The country’s Judges’ Club, an organization representing Egypt’s judges, warned they would not recognize the law or even the discussions in parliament about it. They vowed to turn to international organizations, such as the United Nations and African Union, to investigate what they said are violations against the judiciary.
More than 6,000 judges from around the country gathered in Cairo Wednesday to decide on a strategy in their power struggle with President Mohammed Morsi.
The crisis over the judiciary is a reflection of the deep polarization that has split the country.
The judiciary, with mostly secular-minded professional judges, is seen by many Egyptians as the one of the only remaining buffers against Islamists’ monopoly on power following the ouster of authoritarian ruler Hosni Mubarak in 2011. Since then, Islamist parties have swept elections and dominated legislative councils and the presidency.
President Mohammed Morsi’s Muslim Brotherhood party counters that many judges are holdovers from the Mubarak era who must be replaced. Morsi’s supporters engaged in violent street clashes last Friday with opponents over calls to “cleanse the judiciary.”
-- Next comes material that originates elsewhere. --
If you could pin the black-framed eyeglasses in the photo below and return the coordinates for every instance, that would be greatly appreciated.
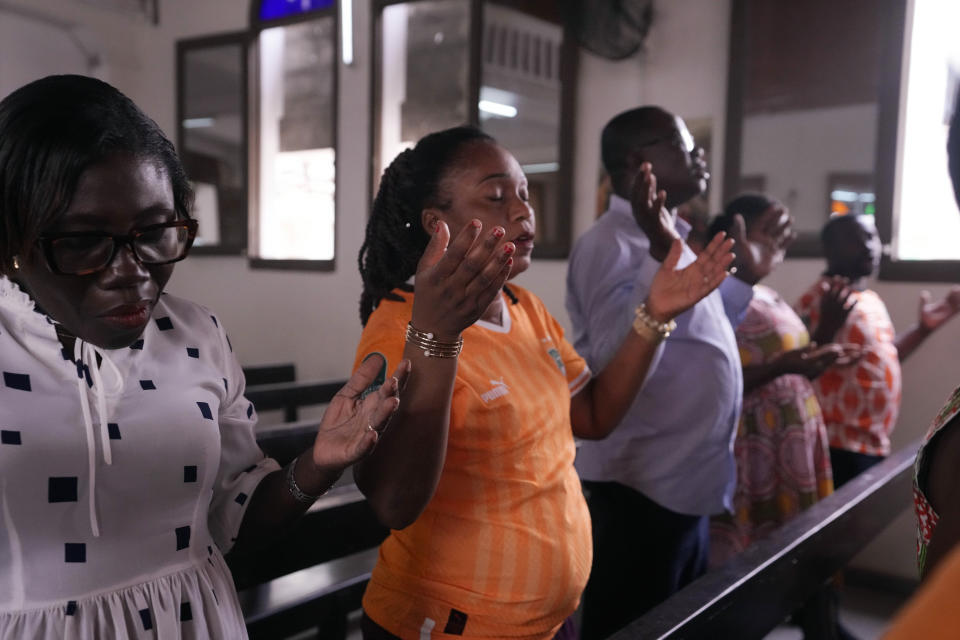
(87, 252)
In an escalation of the crisis, the legislative committee of the upper house of parliament voted in favor of three draft laws on the judiciary proposed by Islamist groups. It opened the floor for further debate.
One, proposed by Morsi’s Freedom and Justice party, the political arm of the Muslim Brotherhood, drops the retirement age for judges from 70 to 60, which would affect nearly a quarter of Egypt’s 13,000 judges and prosecution officials.
The draft also would forbid the courts from reviewing or overturning presidential decrees issued by Morsi late last year, including his appointment of a new top prosecutor. The prosecutor remains in place despite a court order last month annulling his appointment.
The opposition vowed to step up its campaign against the bill. Activist groups who helped topple Mubarak, such as the April 6 Movement, are demanding reform of the judiciary and support its independence. April 6 warned in a statement against replacing remnants of Mubarak’s regime with Morsi’s loyalists.
The head of the criminal court in Cairo’s sister city of Giza, Fahmy Munir, was among those at the Judges’ Club meeting.
“We tell them, don’t transgress against the judiciary,” he warned the government, adding that violations against the judiciary are akin to “a challenge to the people.”
Presidential spokesman Ihab Fahmy told reporters Wednesday that the Islamist president respects the judges.
“The president wants to contain the judiciary crisis,” he said. “The president firmly stressed that it’s unacceptable to hurt or encroach on the judiciary.”
Among the setbacks the judiciary dealt the president’s backers was disbanding the Islamist-dominated parliament last year, citing unconstitutionality of the election law. Last month, the courts challenged a law governing parliamentary elections that were supposed to begin this month, delaying the vote indefinitely. The president’s party was pushing for early elections.
The proposal in parliament by the president’s party also calls for punishments for judges who refuse their duty to oversee polling stations. Last year, during the vote over a contentious draft of the country’s new constitution that was written by Morsi’s allies, many judges boycotted the vote to protest a decree that temporarily granted Morsi’s decisions immunity from judicial review.
The head of the Judges’ Club, Ahmed el-Zind, said they would not go on strike as many did last year, but they would seek international help.
During the parliamentary session, independent lawmaker Tharwat Nafaa ripped up a letter sent by the Judges’ Club. The letter demanded the parliament stop debating the law because it said the constitutionality of the body was in dispute.
Before thousands of judges late Wednesday, union chief el-Zind questioned Nafaa’s political affiliation. “Are you really independent?” he shouted during his lengthy speech.
The crisis over the judiciary also has prompted the resignations of top Morsi aides.
On Monday, the Morsi’s top legal adviser, Mohammed Fouad Gadallah, resigned, saying he wanted to shed light “on the extent of the danger facing the country” at a time when “personal interests are overwhelming national interests.”
Two days earlier, Justice Minister Ahmed Mekki submitted his resignation. He was a pro-reform judge under Mubarak before becoming a minister in Morsi’s Cabinet. He was criticized by liberals for continuing to serve under Morsi, while Islamists chided him for not supporting the disputed bill.